Model-Based Asynchronous Successive Halving

Extrapolating Learning Curves

Learning Curves

Learning Curves (image from Aaron Klein)

By modelling metric data from earlier trials, Bayesian optimization learns to suggest more useful configurations down the line than randomly sampled ones. Since new configurations are sampled at random in ASHA, a natural question is how to combine it with Bayesian decision-making.

It is not immediately clear how to do this, since the data we observe per trial are not single numbers, but learning curves (see figure above). In fact, the most useful single function to model would be the validation error after the final epoch (81 in our example), but the whole point of early stopping scheduling is to query this function only very rarely. By the nature of successive halving scheduling, we observe at any point in time a lot more data for few epochs than for many. Therefore, Bayesian decision-making needs to incorporate some form of learning curve extrapolation.

One way to do so is to build a joint probabilistic model of all the data. The validation metric reported at the end of epoch \(r\) for configuration \(\mathbf{x}\) is denoted as \(f(\mathbf{x}, r)\). In order to allow for extrapolation from small \(r\) to \(r_{max}\) (81 in our example), our model needs to capture dependencies along epochs. Moreover, it also has to represent dependencies between learning curves for different configurations, since otherwise we cannot use it to score the value of a new configuration we have not seen data from before.

MOBSTER

A simple method combining ASHA with Bayesian optimization is MOBSTER. It restricts Bayesian decision-making to proposing configurations for new trials, leaving scheduling decisions for existing trials (e.g., stopping, pausing, promoting) to ASHA. Recall from Bayesian Optimization that we need two ingredients: a surrogate model \(f(\mathbf{x}, r)\) and an acquisition function \(a(\mathbf{x})\):

  • Surrogate model: MOBSTER uses joint surrogate models of \(f(\mathbf{x}, r)\) which start from a Gaussian process model over \(\mathbf{x}\) and extend it to learning curves, such that the distribution over \(f(\mathbf{x}, r)\) remains jointly Gaussian. This is done in several different ways, which are detailed below.

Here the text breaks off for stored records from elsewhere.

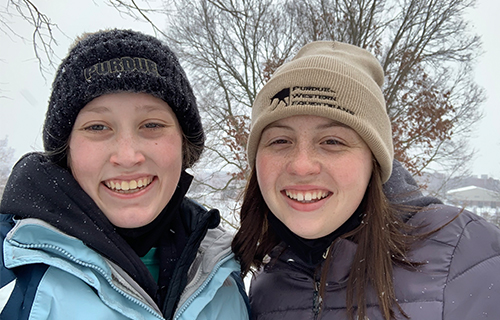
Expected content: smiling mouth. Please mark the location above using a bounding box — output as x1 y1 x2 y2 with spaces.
284 190 331 203
103 176 154 194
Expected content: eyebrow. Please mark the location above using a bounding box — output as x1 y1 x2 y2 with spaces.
318 120 351 130
265 119 350 131
80 104 169 114
140 104 171 113
79 105 110 114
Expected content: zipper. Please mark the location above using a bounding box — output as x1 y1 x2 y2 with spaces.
313 244 333 319
313 279 322 319
173 251 233 320
9 240 164 319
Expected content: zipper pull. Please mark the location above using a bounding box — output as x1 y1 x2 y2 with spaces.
313 280 322 317
322 245 331 260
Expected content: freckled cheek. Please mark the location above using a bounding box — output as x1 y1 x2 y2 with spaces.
331 168 359 184
154 138 183 168
333 158 372 190
68 139 108 181
255 153 280 191
71 146 107 166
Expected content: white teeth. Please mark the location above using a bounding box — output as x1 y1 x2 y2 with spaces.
104 177 153 193
121 181 130 191
286 190 329 202
304 192 312 201
129 180 137 189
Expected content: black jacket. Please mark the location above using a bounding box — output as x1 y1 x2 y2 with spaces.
250 161 500 319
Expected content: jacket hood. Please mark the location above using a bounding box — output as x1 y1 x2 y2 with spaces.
0 152 192 300
383 160 442 208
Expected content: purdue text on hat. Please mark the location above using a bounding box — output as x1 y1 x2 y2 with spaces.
84 56 160 81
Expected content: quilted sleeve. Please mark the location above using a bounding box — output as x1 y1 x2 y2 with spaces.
443 217 500 319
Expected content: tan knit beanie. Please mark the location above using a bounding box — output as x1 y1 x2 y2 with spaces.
247 41 393 182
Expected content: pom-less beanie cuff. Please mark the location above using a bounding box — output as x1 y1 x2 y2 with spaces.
247 41 393 182
43 29 203 167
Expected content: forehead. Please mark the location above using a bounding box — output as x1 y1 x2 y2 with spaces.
78 92 175 116
263 115 350 131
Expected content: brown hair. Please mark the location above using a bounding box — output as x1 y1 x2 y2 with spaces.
232 162 426 320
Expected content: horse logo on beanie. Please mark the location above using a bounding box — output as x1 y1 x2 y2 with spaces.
269 86 353 115
270 88 291 110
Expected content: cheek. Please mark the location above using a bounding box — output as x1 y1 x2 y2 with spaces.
357 152 374 185
340 154 373 191
68 137 104 185
68 157 98 202
322 153 372 203
154 136 183 169
255 152 274 191
69 134 95 158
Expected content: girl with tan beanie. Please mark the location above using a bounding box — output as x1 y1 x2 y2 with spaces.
232 41 500 319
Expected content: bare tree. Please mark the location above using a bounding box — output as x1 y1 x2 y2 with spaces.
143 0 302 225
108 0 484 221
288 0 483 177
0 0 61 77
0 137 14 199
104 0 172 37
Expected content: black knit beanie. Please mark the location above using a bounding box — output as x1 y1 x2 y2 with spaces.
43 29 204 167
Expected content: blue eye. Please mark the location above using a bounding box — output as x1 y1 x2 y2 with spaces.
85 124 108 131
271 138 289 145
322 139 342 145
143 123 166 129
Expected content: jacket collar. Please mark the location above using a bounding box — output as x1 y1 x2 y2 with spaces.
4 218 163 316
267 238 357 288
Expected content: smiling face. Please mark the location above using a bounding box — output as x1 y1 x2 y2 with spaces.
68 92 183 228
256 115 373 239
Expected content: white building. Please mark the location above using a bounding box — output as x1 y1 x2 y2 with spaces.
446 186 500 224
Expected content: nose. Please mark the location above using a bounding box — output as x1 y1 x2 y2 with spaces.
109 132 146 167
286 143 321 176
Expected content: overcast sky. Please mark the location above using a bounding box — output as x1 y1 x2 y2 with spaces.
1 0 499 177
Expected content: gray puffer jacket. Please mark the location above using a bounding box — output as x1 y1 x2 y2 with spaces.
249 161 500 319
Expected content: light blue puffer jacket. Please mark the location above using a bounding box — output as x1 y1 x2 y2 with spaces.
1 217 249 320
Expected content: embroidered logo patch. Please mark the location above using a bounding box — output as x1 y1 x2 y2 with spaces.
270 86 354 115
84 56 160 81
271 88 291 107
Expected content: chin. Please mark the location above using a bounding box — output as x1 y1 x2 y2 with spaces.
290 227 325 240
109 216 154 229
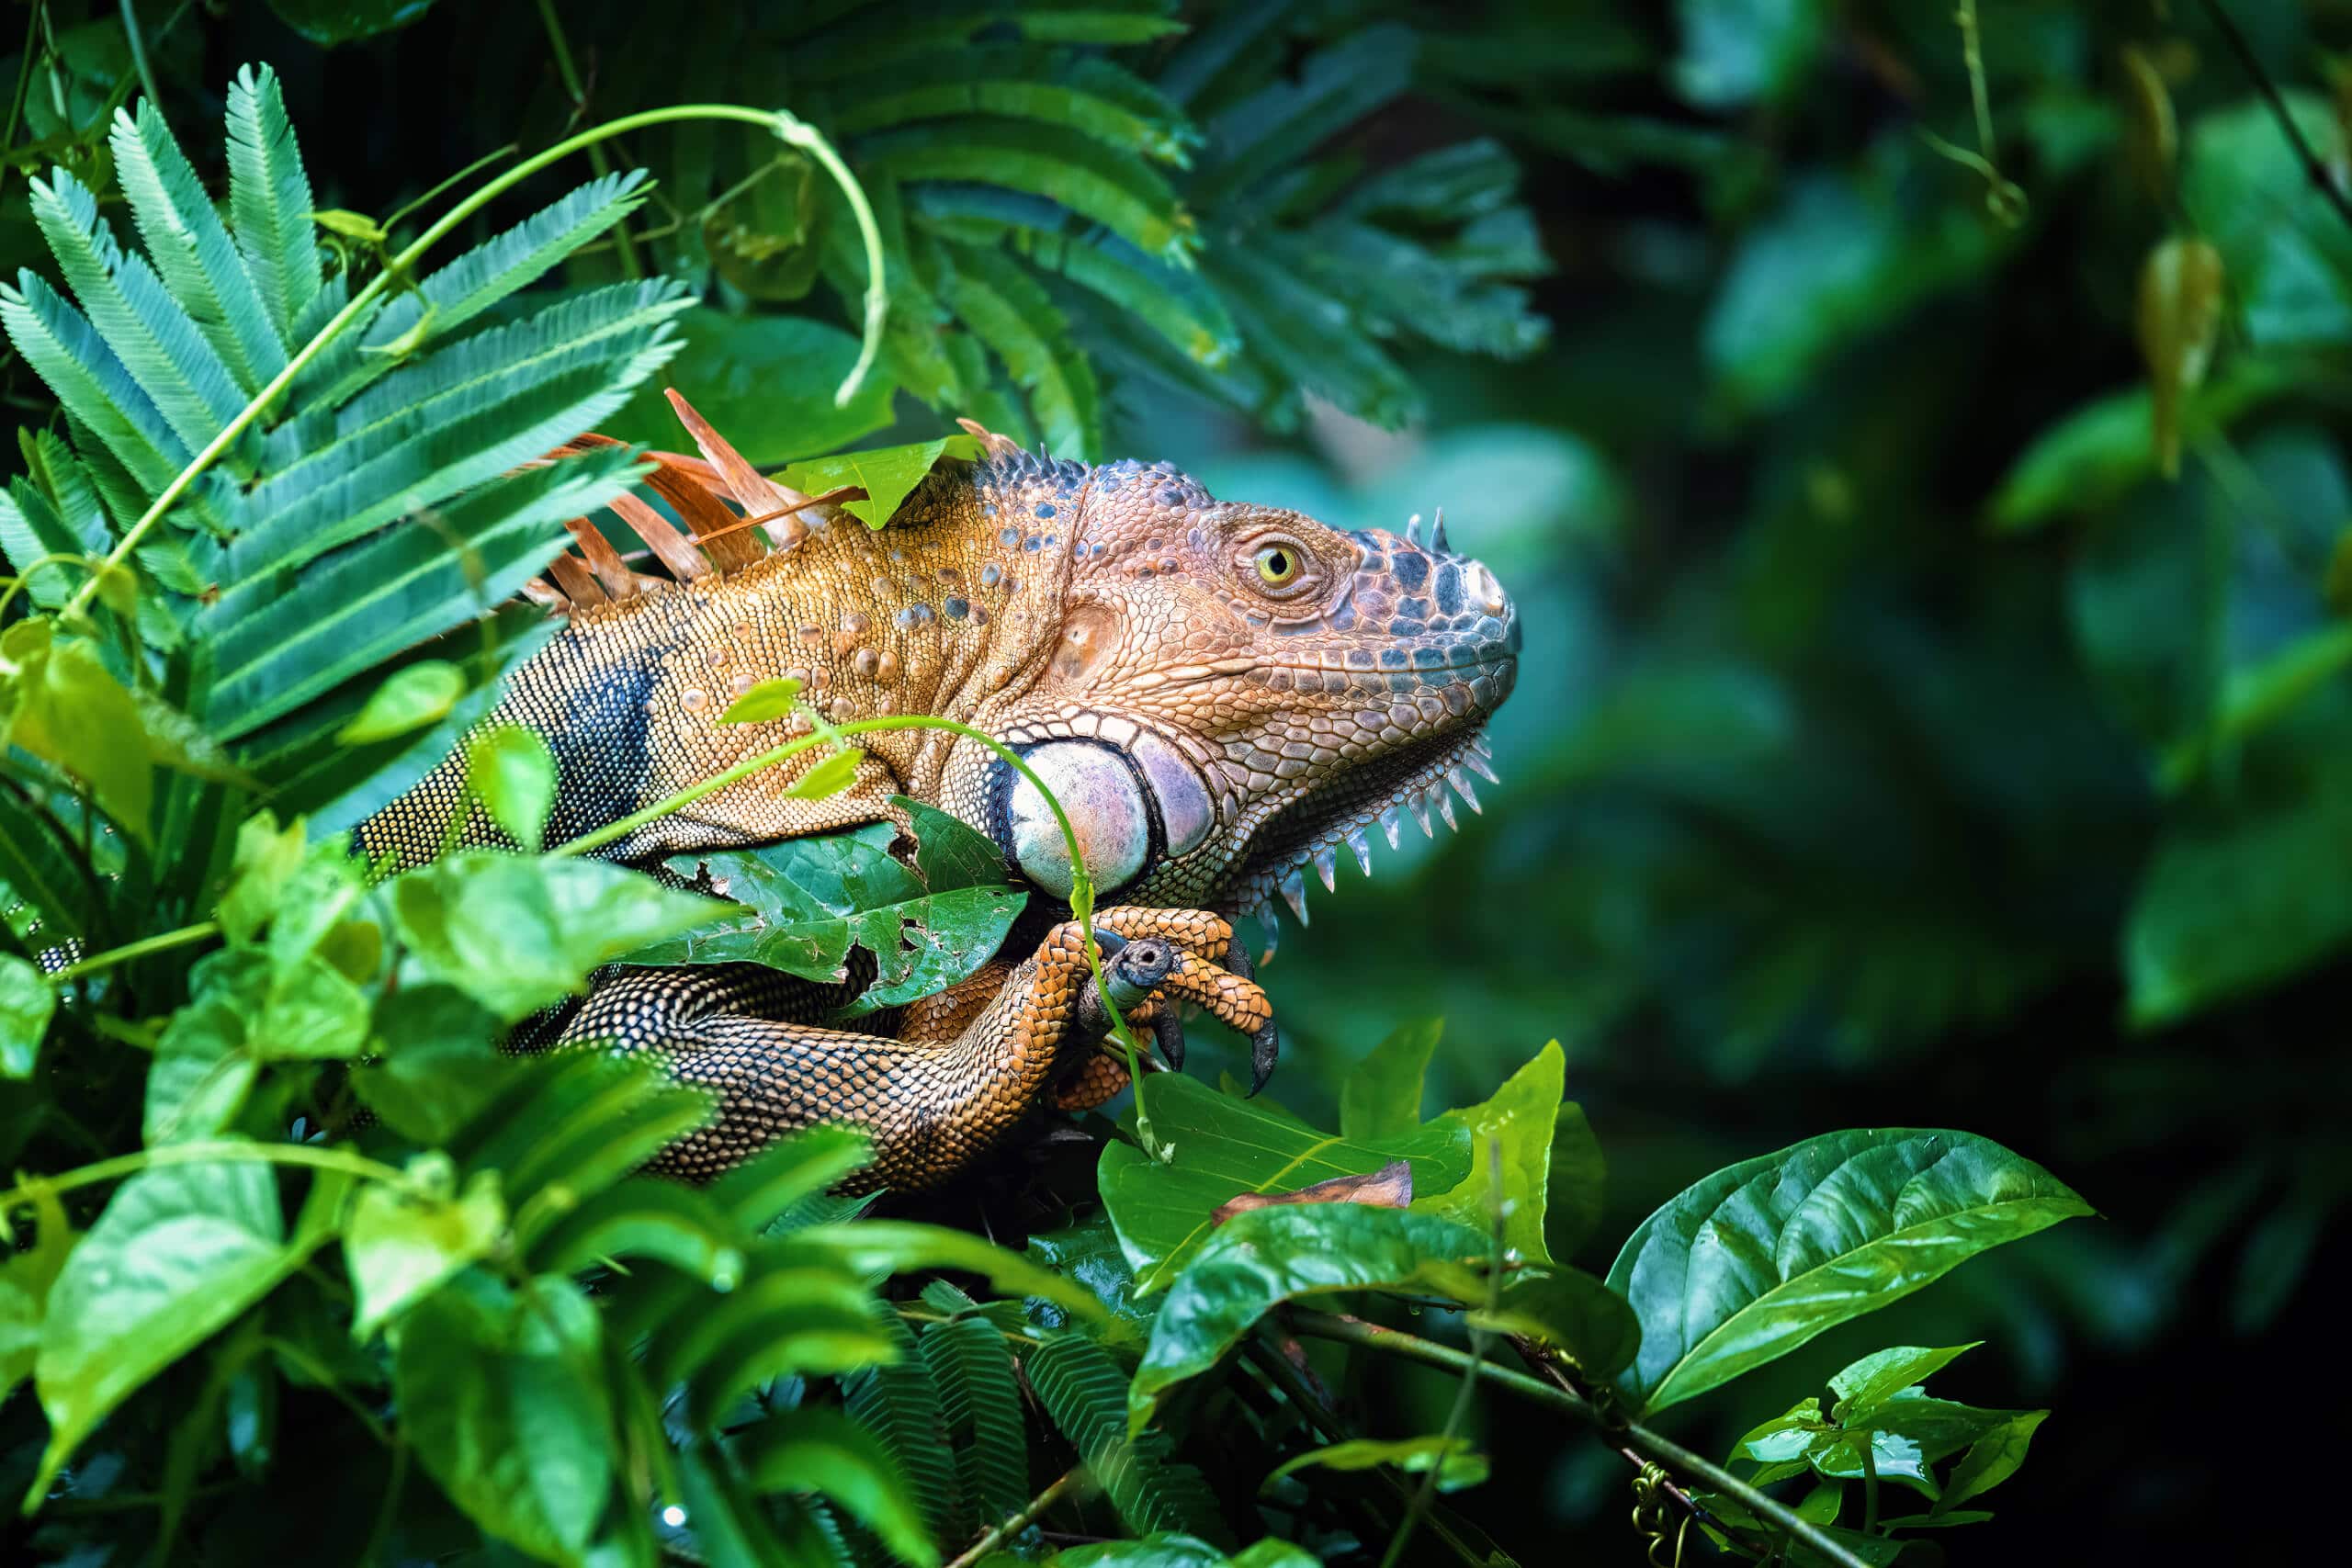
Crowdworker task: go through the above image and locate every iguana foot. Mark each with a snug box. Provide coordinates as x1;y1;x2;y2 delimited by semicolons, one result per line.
562;906;1272;1190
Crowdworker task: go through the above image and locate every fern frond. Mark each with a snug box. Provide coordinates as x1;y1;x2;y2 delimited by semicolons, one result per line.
942;244;1101;457
109;100;288;390
920;1316;1028;1532
198;445;645;739
843;1313;963;1545
1204;243;1419;427
0;274;211;520
1015;229;1237;368
225;279;688;582
347;171;654;382
27;171;251;457
224;64;323;346
828;48;1193;164
860;118;1191;262
1026;1334;1224;1544
1190;26;1418;207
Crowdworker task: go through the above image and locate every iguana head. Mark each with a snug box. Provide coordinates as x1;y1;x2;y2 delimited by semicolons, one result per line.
974;455;1520;930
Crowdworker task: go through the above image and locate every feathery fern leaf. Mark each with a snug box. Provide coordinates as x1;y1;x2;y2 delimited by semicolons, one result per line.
223;64;322;346
1027;1333;1224;1544
110;99;289;388
843;1313;965;1545
920;1315;1029;1532
942;243;1102;457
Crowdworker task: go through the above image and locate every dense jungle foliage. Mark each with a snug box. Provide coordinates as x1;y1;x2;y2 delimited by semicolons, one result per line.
0;0;2342;1562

  • Acquisition function: MOBSTER adopts an idea from BOHB, where it is argued that the function of interest is really \(f(\mathbf{x}, r_{max})\) (where \(r_{max}\) is the full number of epochs), so expected improvement for this function would be a reasonable choice. However, this requires at least a small number of observations at this level. To this end, we use expected improvement for the function \(f(\mathbf{x}, r_{acq})\), where \(r_{acq}\) is the largest resource level for which a certain (small) number of observations are available.

These choices conveniently reduce MOBSTER to a Bayesian optimization searcher of similar form than without early stopping. One important difference is of course that a lot more data is available now, which has scaling implications for the surrogate model. More details about MOBSTER, and further options not discussed here, are given in this tutorial.

Our launcher script runs stopping-based MOBSTER with the argument --method MOBSTER-STOP. At least if defaults are chosen, this is much the same as for ASHA-STOP. However, we can configure the surrogate model with a range of options, which are detailed here.

Results for MOBSTER

Results for MOBSTER

Results for MOBSTER

Here are results for our running example (4 workers; 3 hours; median, 25/75 percentiles over 50 repeats). MOBSTER performs comparably to ASHA on this example. As with Bayesian optimization versus random search, it would need more time in order to make a real difference.

Results on NASBench201 (ImageNet-16)

We repeated this comparison on a harder benchmark problem: NASBench-201, on the ImageNet-16 dataset. Here, r_max = 200, and rung levels are 1, 3, 9, 27, 81, 200. We used 8 workers and 8 hours experiment time, and once more report median and 25/75 percentiles over 50 repeats. Now, after about 5 hours, MOBSTER starts to break away from ASHA and performs significantly better.

Results on NASBench201

Results on NASBench201 (ImageNet-16)

In order to understand why MOBSTER outperforms ASHA, we can visualize the learning curves of trials. In these plots, neighboring trials are assigned different colors, circles mark rung levels, and diamonds mark final rung levels reached.

ASHA

MOBSTER

image1

image2

We can see that ASHA continues to suggest poor configurations at a constant rate. While these are stopped after 1 epoch, they still take up valuable resources. In contrast, MOBSTER quickly learns how to avoid the worst configurations and spends available resource more effectively.